Siddiqui Shahida Anusha, Khan Sipper, Mehdizadeh Mohammad, Bahmid Nur Alim, Adli Danung Nur, Walker Tony R, Perestrelo Rosa, Câmara José S

机构信息

Technical University of Munich Campus Straubing for Biotechnology and Sustainability, Essigberg 3, 94315, Straubing, Germany.

German Institute of Food Technologies (DIL e.V.), Prof.-von-Klitzing Str. 7, 49610, D-Quakenbrück, Germany.

出版信息

Heliyon. 2023 Oct 24;9(11):e21196. doi: 10.1016/j.heliyon.2023.e21196. eCollection 2023 Nov.

Abstract

Designing and manufacturing functional bioactive ingredients and pharmaceuticals have grown worldwide. Consumers demand for safe ingredients and concerns over harmful synthetic additives have prompted food manufacturers to seek safer and sustainable alternative solutions. In recent years the preference by consumers to natural bioactive agents over synthetic compounds increased exponentially, and consequently, naturally derived phytochemicals and bioactive compounds, with antimicrobial and antioxidant properties, becoming essential in food packaging field. In response to societal needs, packaging needs to be developed based on sustainable manufacturing practices, marketing strategies, consumer behaviour, environmental concerns, and the emergence of new technologies, particularly bio- and nanotechnology. This critical systematic review assessed the role of antioxidant and antimicrobial compounds from natural resources in food packaging and consumer behaviour patterns in relation to phytochemical and biologically active substances used in the development of food packaging.

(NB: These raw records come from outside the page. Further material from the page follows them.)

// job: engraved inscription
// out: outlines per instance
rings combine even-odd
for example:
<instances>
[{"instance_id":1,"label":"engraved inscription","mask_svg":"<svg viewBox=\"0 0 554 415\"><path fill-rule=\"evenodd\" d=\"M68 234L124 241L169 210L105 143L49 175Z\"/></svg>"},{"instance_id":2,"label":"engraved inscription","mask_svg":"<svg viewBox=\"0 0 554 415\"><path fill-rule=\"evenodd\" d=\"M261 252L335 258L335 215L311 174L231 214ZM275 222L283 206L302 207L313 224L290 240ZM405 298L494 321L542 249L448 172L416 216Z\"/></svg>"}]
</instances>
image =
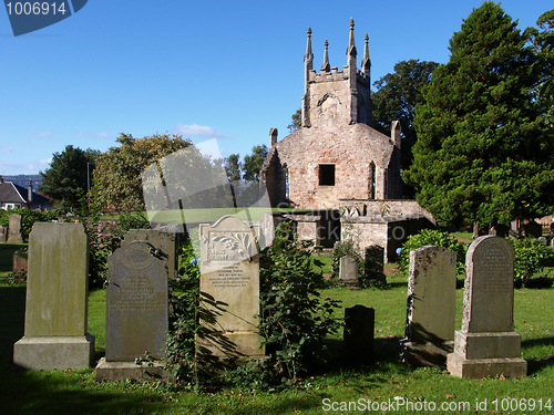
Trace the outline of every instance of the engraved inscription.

The use of phytochemicals and bioactive compounds inside packaging materials used in food industry could generate unpleasant odours derived from the diffusion of the most volatile compounds from the packaging material to the food and food environment. These consumer concerns must be addressed to understand minimum concentrations that will not affect consumer sensory and aroma negative perceptions. The research articles were carefully chosen and selected by following the Preferred Reporting Items for Systematic Reviews (PRISMA) guidelines.

摘要

设计和制造功能性生物活性成分及药品在全球范围内不断发展。消费者对安全成分的需求以及对有害合成添加剂的担忧促使食品制造商寻求更安全、可持续的替代解决方案。近年来,消费者对天然生物活性剂的偏好相较于合成化合物呈指数级增长,因此,具有抗菌和抗氧化特性的天然来源植物化学物质和生物活性化合物在食品包装领域变得至关重要。为响应社会需求,包装需要基于可持续制造实践、营销策略、消费者行为、环境问题以及新技术(特别是生物和纳米技术)的出现来开发。这篇关键的系统综述评估了天然资源中的抗氧化和抗菌化合物在食品包装中的作用,以及与食品包装开发中使用的植物化学物质和生物活性物质相关的消费者行为模式。食品工业中使用的包装材料内部使用植物化学物质和生物活性化合物可能会产生令人不快的气味,这是由于包装材料中挥发性最强的化合物扩散到食品和食品环境中所致。必须解决这些消费者担忧,以了解不会影响消费者感官和香气负面认知的最低浓度。研究文章是按照系统评价的首选报告项目(PRISMA)指南精心挑选的。